The story of Pandora and her box goes a little something like this. Zeus gets pretty pissed off at this guy Prometheus for throwing fire in a game of RoShamBo, and in retaliation creates this woman Pandora to punish all of mankind (OK, I’m speculating about the game of Rock-Paper-Scissor, but I’d get pretty upset if I got beat by someone using their once in a lifetime throw of fire). Pandora was given many seductive gifts from the gods and one in particular, the gift of curiosity, led her to open a box releasing all the awfulness into the world (including the credit crisis). Realizing what she had just done, Pandora quickly slams the box shut, trapping only Hope inside … or maybe not. After using Pandora.com, it is easy to see why President Obama sees so much hope in the world.
Pandora is an online, streaming music player where users can “customize” their own radio stations. It’s absolutely brilliant since the only thing you really have to do is enter in a song or artist, and Pandora will automatically stream music that is similar to that song or artist. Now, instead of spending hours customizing the perfect 80s party playlist (or mix tape/CD for the romantics out there), we can just tell Pandora what song fits our mood at the time and get hours of music delivered too us. Best of all, if a song comes on that we’re not sure why it was there in the first place (Blame it on the Rain made it on all my mix tapes for some reason), we can easily skip it, and Pandora will exclude songs like it.
So how does Pandora do this? Well, they’ve hired a team of music analysts who essentially measure each song on 100+ musical characteristics, an idea inspired by the Music Genome Project. These characteristics, or metrics, make up the “genes” of a song, and their measurements are used to construct a song vector, a mathematical attempt to value the essence of a song. The similarity of two songs is figured out by measuring the differences between all the musical characteristic of the two songs. To do this well, Pandora uses a complex distance function, which is essentially saying “how far apart, or different, are these two songs.” The shorter the distance, the more similar the songs are, and the more likely that song will be played next in your Pandora station.
This is a very powerful framework, but there is one important assumption that shouldn’t be overlooked, and could be a major drawback to implementing this particular recommendation engine.
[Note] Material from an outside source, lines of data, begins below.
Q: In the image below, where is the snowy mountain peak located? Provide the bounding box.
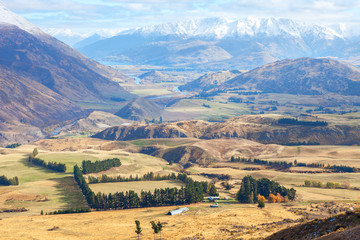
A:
[0,2,44,35]
[119,17,344,39]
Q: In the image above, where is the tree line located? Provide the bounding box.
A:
[230,156,293,168]
[0,175,19,186]
[28,154,66,173]
[237,176,296,203]
[305,180,351,189]
[74,165,209,210]
[278,118,328,127]
[87,172,180,184]
[5,143,21,148]
[230,156,359,172]
[45,208,91,215]
[82,158,121,174]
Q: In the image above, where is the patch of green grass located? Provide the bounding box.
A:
[38,153,99,173]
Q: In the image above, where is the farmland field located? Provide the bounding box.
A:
[0,138,360,239]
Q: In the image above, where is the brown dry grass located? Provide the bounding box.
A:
[0,204,300,240]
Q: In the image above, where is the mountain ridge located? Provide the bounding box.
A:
[79,18,358,70]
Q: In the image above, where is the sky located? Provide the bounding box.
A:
[0,0,360,33]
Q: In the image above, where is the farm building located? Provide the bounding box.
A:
[168,207,189,215]
[208,196,220,202]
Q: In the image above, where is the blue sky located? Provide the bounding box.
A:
[2,0,360,33]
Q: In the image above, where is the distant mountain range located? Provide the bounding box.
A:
[179,58,360,96]
[221,58,360,96]
[0,3,132,142]
[79,18,360,70]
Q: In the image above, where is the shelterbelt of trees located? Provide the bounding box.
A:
[278,118,328,127]
[0,175,19,186]
[88,172,184,184]
[74,165,210,210]
[237,176,296,203]
[28,155,66,172]
[82,158,121,174]
[230,156,359,172]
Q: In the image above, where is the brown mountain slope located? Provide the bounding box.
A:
[222,58,360,96]
[179,71,241,92]
[94,115,360,145]
[115,98,162,121]
[0,25,130,101]
[265,212,360,240]
[0,69,81,126]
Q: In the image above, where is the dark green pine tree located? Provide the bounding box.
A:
[150,221,159,240]
[209,184,219,196]
[135,220,142,239]
[157,222,163,240]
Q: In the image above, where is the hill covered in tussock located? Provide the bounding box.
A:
[265,212,360,240]
[115,98,162,121]
[179,71,241,92]
[93,115,360,145]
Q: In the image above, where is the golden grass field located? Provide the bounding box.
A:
[0,204,310,240]
[0,138,360,239]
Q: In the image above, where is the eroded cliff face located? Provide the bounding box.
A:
[94,115,360,145]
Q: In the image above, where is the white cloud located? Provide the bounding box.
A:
[5,0,360,34]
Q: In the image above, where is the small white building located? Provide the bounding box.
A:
[168,207,189,215]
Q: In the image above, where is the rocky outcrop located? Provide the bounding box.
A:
[94,115,360,145]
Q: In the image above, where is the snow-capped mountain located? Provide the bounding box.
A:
[127,18,343,39]
[0,2,44,35]
[80,18,359,70]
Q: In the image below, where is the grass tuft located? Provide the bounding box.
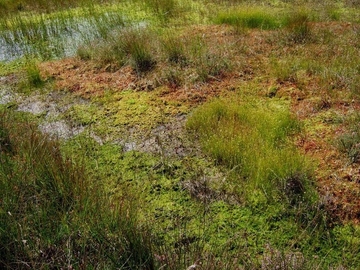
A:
[187,99,314,203]
[0,111,154,269]
[215,7,285,30]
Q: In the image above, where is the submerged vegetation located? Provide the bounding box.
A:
[0,0,360,270]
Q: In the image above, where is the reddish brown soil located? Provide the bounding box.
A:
[41,23,360,223]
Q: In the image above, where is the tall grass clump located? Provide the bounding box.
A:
[215,7,285,29]
[81,28,157,73]
[0,111,153,269]
[161,33,187,64]
[187,99,313,204]
[337,112,360,163]
[145,0,179,20]
[25,60,44,88]
[286,10,312,43]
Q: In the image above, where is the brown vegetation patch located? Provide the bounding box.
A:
[41,22,360,223]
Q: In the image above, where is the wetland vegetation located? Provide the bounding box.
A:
[0,0,360,269]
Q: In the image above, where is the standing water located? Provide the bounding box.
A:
[0,12,124,62]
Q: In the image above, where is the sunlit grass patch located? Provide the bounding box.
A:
[187,99,312,205]
[0,111,154,269]
[214,6,286,29]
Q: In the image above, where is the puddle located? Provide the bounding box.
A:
[39,120,85,140]
[0,13,124,62]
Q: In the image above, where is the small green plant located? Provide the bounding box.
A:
[25,60,44,88]
[162,34,187,64]
[337,113,360,163]
[187,96,311,203]
[286,10,312,43]
[145,0,178,20]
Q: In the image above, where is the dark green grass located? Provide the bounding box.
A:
[0,109,153,269]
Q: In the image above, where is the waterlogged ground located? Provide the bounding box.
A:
[0,2,360,269]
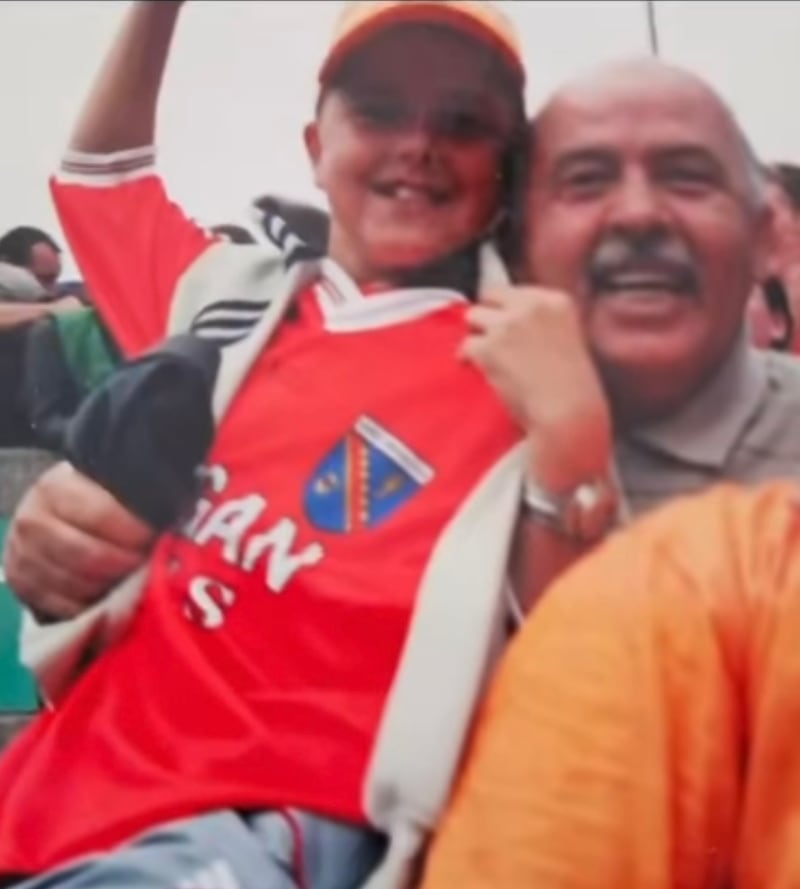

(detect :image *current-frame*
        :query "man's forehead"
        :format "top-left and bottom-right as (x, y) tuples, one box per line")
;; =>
(536, 69), (737, 159)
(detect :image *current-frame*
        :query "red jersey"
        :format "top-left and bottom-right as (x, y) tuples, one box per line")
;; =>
(0, 149), (519, 873)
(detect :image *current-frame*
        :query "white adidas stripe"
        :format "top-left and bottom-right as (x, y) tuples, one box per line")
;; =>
(176, 858), (240, 889)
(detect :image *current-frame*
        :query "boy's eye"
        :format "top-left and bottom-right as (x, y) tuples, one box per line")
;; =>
(434, 108), (500, 142)
(352, 97), (411, 129)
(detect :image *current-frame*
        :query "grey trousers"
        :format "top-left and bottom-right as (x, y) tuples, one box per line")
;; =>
(15, 810), (385, 889)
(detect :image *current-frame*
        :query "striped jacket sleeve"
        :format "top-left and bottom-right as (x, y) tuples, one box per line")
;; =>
(51, 147), (213, 355)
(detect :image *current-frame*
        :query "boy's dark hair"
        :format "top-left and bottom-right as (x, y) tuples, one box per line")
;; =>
(770, 163), (800, 215)
(0, 225), (61, 267)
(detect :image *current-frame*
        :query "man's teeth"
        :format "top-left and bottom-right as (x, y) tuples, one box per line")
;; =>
(378, 185), (436, 201)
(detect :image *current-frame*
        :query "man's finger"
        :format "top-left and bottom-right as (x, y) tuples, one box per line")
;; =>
(39, 463), (154, 549)
(467, 306), (503, 331)
(3, 540), (112, 616)
(15, 510), (146, 583)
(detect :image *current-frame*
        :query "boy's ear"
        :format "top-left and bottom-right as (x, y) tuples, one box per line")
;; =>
(303, 120), (322, 188)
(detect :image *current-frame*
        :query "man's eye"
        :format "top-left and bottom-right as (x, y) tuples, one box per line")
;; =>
(561, 169), (610, 194)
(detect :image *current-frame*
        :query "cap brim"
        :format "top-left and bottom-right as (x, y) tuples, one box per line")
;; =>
(319, 3), (525, 86)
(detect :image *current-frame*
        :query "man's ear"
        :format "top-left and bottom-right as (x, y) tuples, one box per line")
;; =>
(303, 120), (323, 188)
(753, 203), (778, 281)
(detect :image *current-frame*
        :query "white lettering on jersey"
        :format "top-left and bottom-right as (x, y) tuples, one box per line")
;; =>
(183, 577), (236, 630)
(182, 464), (228, 537)
(193, 494), (267, 565)
(182, 465), (325, 630)
(242, 519), (325, 593)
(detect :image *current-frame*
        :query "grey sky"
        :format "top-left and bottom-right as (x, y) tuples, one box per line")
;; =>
(0, 0), (800, 274)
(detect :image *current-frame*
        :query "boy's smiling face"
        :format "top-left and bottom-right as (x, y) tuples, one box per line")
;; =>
(305, 25), (520, 282)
That critical assumption is that we have identified every factor that captures the je ne sais quoi of a song, which for the non-French speaking means an intangible quality that makes something distinctive. Do you smell the conundrum brewing? How does one measure the intangible? Can you find all the right factors to accurately describe Kris Allen’s performance of Kayne West’s Heartless? Now while it might be next to impossible to figure out everything that makes a song click, it is very important that you catch the most influential ones in your recommendation model. Failure to do this could get you voted off.
Pandora is doing a pretty damn good job recommending songs using this framework and they understand that there are a lot of factors that make a song a unique piece of work. They have developed a framework where they have identified a lot of the measurable, tangible metrics, and have used them to effectively relate songs to each one another. The next big step in recommendation models would be to understand how each individual values a song, what aspects are more important on a case by case basis, and eventually delivering a personalized, Rathan and Rathan’s Infinite Playlist just for me.